特定技能外国人の住居に関する届出やその他関係手続きを行う際は、関係行政機関の窓口へ同行し、 書類作成などの必要なサポートを行うことが企業側に義務付けられています。

具体的には、外国人が90日以上日本に滞在する場合、住居情報を自治体に届け出なければなりません。

また、住居が変更された場合も迅速に届け出を行い、居住状況を最新のものに保ちます。

もし、報告義務を怠った場合は、行政指導や監督、是正命令、受入れ停止等の処分が科されることがありますので注意が必要です。

(2) 住居に関する定期的な面談と状況確認

受け入れ企業は外国人労働者の生活環境を把握するために、住居に関する定期的な面談を行いましょう。

慣れない日本での生活環境において、労働者が日常生活に不満や問題を抱えていないかを確認し、必要に応じて適切なサポートを行いましょう。

(3) 住居変更や転職時の支援内容

外国人労働者が転職や契約解除となる場合、受け入れ企業は新たな住居を見つけるためのサポートを行うことが一般的です。

特定技能外国人が日本での生活を継続できるようにするために、転職支援に伴う住居確保や移転手続きに関するサポートを行わなければなりません。

8【参考】技能実習生からの移行に伴う特例(居住基準の緩和)

技能実習生から特定技能へ移行する際、一部の住居基準が緩和されるケースがあります。

技能実習生用の住居基準である4.5㎡の規定は、移行直後の一定期間適用されることがあり、これは受け入れ企業が迅速に人材を受け入れられるよう配慮されているものです。

ただし、長期的には特定技能外国人の基準である7.5㎡以上の住居が必要です。

9 サマリー

特定技能外国人を雇用する受け入れ企業には、安定した住環境を提供し、労働者が安心して生活できるよう法的義務が課されています。

特に、契約面での抜け漏れや間接的な負担金を誤魔化している企業は注意してください。
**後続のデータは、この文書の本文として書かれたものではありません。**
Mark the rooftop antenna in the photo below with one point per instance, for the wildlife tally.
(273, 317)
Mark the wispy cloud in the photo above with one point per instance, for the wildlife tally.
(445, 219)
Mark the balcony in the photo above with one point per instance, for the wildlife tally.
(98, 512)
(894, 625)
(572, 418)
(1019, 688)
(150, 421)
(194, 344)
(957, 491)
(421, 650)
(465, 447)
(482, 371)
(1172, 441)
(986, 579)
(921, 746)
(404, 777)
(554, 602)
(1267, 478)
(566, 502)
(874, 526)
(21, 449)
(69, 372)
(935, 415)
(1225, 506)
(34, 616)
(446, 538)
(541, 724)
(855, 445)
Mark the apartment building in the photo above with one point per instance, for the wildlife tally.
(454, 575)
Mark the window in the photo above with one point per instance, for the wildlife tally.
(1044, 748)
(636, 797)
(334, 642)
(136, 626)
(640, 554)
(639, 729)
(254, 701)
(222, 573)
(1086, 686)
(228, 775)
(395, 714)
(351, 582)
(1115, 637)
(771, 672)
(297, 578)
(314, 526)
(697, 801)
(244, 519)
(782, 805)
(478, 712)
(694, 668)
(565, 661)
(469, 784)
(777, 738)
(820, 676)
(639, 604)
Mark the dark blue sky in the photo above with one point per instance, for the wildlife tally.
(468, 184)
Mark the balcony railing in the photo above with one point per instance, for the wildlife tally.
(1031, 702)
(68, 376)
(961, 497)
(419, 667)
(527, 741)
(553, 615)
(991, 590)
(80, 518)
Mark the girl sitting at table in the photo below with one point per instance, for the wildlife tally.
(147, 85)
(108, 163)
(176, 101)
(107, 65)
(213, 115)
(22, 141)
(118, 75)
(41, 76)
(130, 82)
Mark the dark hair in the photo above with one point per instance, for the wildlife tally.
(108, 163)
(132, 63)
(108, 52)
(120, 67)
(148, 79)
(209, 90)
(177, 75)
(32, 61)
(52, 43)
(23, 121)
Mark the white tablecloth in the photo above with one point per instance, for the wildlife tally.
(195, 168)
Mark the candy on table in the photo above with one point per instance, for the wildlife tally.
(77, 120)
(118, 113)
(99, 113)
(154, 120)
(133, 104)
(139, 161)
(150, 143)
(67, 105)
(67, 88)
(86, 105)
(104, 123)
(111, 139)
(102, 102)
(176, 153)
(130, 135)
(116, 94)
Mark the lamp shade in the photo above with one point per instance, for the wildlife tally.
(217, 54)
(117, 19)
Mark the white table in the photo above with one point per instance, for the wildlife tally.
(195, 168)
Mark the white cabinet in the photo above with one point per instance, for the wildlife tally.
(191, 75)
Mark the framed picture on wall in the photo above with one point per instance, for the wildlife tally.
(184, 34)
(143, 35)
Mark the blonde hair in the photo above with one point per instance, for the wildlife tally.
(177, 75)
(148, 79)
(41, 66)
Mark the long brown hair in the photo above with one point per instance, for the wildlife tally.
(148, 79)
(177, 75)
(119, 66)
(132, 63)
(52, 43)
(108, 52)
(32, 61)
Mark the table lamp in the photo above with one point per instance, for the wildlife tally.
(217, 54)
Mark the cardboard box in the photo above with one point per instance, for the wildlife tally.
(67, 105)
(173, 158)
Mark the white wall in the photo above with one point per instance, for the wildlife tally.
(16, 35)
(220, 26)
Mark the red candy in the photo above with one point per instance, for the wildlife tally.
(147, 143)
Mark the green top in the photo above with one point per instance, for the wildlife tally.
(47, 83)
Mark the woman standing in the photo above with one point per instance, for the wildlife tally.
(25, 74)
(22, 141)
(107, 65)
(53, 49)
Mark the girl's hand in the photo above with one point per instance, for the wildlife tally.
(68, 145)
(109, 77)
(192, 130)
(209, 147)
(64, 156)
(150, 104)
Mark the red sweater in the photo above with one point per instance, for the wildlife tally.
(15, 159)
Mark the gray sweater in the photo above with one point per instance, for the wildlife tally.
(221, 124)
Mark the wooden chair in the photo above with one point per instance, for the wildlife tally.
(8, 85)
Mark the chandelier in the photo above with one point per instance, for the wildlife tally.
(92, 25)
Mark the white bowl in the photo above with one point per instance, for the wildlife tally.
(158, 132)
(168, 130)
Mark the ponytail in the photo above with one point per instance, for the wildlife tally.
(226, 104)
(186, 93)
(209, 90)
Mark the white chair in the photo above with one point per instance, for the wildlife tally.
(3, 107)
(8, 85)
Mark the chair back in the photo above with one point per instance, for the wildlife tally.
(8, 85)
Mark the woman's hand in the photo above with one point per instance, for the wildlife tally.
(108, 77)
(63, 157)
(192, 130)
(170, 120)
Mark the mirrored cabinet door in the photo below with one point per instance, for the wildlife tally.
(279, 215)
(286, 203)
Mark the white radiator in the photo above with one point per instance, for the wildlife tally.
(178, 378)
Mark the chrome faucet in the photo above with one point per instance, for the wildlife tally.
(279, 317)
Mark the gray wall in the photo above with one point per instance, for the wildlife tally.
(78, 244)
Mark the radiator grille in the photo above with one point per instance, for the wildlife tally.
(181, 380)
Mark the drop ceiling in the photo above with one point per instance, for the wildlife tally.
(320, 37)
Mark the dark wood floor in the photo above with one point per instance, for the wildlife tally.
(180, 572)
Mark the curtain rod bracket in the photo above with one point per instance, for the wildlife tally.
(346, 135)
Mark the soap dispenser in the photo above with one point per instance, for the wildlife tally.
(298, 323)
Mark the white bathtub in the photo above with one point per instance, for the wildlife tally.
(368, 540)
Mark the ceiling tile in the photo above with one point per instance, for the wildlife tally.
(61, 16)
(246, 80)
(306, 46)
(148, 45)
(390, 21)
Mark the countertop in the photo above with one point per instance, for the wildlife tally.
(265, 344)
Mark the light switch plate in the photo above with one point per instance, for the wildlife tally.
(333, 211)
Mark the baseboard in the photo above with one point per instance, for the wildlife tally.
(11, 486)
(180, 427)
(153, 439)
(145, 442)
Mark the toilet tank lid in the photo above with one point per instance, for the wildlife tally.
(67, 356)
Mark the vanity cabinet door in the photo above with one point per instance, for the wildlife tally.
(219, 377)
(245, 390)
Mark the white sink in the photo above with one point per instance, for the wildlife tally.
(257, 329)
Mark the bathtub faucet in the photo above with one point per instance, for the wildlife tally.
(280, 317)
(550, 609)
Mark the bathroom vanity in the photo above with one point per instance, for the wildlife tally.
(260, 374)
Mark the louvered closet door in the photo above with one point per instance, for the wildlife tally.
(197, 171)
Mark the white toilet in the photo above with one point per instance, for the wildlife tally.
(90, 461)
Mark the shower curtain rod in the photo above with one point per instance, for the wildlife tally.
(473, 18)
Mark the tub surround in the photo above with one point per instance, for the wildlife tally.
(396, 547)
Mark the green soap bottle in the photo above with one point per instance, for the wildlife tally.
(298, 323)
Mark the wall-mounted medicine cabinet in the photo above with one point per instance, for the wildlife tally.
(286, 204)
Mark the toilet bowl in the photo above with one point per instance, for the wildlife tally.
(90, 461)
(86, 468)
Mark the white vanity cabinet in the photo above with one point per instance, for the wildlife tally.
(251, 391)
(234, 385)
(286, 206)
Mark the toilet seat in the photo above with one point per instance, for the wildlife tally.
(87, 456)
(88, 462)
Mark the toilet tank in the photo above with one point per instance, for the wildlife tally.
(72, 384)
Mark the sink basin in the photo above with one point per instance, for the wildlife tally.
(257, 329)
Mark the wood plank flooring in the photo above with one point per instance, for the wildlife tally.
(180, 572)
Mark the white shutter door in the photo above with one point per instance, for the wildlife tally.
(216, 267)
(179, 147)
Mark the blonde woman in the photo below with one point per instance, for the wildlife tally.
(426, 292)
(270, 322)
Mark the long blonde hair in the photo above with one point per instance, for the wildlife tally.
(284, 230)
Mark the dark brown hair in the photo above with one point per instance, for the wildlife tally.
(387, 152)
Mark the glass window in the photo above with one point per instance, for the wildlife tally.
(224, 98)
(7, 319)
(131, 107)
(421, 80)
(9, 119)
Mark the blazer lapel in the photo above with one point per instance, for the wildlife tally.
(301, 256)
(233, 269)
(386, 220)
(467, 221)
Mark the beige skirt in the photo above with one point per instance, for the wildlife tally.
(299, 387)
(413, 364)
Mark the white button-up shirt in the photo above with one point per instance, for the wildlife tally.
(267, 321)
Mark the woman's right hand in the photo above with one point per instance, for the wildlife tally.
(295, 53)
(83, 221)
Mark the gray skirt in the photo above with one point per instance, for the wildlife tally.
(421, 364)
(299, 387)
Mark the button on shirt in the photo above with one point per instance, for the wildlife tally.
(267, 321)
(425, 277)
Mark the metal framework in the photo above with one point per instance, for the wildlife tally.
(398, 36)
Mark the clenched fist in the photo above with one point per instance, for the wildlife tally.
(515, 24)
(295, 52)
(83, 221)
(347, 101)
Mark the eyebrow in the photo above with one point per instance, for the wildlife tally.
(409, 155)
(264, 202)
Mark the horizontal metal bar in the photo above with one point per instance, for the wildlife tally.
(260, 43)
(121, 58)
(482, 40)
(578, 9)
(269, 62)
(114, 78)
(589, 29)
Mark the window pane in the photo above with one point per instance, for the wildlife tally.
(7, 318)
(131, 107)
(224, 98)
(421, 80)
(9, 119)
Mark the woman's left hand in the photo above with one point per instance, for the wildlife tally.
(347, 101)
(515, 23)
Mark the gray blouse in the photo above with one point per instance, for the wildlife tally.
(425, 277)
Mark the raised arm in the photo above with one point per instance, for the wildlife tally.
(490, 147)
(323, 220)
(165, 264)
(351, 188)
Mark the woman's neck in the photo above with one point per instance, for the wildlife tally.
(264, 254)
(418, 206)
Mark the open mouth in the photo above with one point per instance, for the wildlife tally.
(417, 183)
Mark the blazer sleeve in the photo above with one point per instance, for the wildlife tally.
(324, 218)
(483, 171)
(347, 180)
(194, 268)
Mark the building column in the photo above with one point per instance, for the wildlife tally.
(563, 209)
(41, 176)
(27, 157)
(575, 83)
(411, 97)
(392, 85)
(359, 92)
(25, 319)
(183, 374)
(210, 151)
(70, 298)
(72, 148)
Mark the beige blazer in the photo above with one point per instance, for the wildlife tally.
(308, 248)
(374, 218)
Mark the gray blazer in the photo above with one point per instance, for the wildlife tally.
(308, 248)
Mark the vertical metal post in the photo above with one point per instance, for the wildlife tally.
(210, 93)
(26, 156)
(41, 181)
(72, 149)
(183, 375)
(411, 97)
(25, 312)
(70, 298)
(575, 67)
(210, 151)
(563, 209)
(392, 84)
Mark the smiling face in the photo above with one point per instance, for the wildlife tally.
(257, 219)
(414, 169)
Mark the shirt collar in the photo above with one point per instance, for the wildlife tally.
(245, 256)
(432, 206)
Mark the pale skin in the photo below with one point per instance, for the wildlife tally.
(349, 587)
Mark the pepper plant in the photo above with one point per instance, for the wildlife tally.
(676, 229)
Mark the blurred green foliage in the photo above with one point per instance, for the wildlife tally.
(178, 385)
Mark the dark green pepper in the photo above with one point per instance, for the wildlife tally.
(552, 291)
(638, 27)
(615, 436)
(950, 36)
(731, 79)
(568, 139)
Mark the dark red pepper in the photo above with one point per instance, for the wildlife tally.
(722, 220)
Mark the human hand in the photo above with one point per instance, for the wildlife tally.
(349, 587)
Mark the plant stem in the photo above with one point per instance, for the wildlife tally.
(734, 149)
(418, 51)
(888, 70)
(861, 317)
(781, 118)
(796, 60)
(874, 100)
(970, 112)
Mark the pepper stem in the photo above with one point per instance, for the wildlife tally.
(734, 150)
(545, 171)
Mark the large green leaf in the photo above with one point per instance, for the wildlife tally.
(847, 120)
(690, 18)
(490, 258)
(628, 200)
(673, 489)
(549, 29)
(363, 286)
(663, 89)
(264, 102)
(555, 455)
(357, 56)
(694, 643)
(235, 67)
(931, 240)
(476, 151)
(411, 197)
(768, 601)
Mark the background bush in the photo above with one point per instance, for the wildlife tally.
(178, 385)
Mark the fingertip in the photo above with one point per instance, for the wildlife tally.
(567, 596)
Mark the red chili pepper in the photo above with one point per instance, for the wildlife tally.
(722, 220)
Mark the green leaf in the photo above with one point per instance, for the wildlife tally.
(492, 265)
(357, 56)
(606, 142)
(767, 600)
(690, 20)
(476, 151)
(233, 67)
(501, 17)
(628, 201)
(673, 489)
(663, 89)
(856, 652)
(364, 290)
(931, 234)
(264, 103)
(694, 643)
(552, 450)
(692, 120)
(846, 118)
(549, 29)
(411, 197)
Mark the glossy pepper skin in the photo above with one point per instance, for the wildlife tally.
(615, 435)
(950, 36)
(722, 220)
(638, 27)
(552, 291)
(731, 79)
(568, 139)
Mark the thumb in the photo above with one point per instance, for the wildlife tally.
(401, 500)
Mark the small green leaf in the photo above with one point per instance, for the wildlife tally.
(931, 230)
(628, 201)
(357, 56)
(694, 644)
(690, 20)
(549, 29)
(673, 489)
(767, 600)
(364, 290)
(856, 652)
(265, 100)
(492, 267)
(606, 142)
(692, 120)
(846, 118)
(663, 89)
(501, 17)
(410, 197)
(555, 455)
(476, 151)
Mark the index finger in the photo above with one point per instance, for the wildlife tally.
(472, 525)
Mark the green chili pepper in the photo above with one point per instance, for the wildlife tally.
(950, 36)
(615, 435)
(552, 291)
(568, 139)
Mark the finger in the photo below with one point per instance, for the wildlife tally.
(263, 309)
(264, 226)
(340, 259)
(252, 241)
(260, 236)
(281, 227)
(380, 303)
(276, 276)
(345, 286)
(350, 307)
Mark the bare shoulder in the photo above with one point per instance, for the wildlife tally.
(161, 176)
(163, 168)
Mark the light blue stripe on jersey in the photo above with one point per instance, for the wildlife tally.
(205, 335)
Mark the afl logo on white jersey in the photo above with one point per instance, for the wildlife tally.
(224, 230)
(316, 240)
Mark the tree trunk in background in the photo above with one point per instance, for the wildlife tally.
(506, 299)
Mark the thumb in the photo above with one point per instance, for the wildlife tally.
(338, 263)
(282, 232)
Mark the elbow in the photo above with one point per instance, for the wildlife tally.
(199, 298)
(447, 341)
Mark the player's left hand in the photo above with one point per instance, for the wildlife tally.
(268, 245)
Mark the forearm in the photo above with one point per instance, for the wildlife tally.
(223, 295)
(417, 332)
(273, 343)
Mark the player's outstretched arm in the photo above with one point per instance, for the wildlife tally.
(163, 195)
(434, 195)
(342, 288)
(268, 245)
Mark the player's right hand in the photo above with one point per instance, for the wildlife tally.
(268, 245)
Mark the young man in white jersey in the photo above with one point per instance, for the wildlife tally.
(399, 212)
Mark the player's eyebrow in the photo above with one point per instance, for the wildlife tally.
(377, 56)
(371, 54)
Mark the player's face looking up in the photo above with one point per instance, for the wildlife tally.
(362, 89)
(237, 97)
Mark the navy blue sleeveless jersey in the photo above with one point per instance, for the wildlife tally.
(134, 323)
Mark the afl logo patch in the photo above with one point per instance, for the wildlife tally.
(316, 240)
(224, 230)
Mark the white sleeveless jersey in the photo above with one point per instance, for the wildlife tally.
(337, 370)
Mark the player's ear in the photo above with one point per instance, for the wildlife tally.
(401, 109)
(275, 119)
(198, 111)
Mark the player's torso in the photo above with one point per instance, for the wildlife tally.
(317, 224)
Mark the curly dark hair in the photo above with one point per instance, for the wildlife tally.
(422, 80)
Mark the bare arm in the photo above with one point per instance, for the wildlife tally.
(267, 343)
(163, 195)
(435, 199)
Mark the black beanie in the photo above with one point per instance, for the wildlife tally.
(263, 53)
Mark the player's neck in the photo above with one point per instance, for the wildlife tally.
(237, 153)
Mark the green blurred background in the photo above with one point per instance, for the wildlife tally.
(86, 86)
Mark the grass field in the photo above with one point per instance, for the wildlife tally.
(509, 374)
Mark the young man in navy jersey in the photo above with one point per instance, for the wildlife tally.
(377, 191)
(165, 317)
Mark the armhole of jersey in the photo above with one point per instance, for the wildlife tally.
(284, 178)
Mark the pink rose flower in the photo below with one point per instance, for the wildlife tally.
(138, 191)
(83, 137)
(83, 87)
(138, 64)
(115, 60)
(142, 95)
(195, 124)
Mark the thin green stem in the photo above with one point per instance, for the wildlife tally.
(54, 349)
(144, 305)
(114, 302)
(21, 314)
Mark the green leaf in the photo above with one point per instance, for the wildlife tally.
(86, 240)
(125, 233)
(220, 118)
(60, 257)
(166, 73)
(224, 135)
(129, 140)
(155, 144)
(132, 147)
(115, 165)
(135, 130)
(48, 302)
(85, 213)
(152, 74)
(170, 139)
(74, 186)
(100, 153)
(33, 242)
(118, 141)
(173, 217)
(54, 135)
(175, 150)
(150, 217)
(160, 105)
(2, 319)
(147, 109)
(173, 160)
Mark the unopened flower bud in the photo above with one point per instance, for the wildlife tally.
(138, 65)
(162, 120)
今すぐ立て直しを図りましょう。

また、義務的な支援はもちろんのこと任意的な支援に工夫を凝らすことで、双方にとってベストな関係を築いている企業はやはりトラブルが少ないです。

受け入れ企業側の住宅支援サポートや任意的支援が適正であれば、労働意欲も増し企業にとっても大きなメリットとなります。

実務上では、慣習の違いやコミュニケーション不足などが要因となり、些細な住宅トラブルから想像を超えるようなトラブルに発展することも珍しくありません。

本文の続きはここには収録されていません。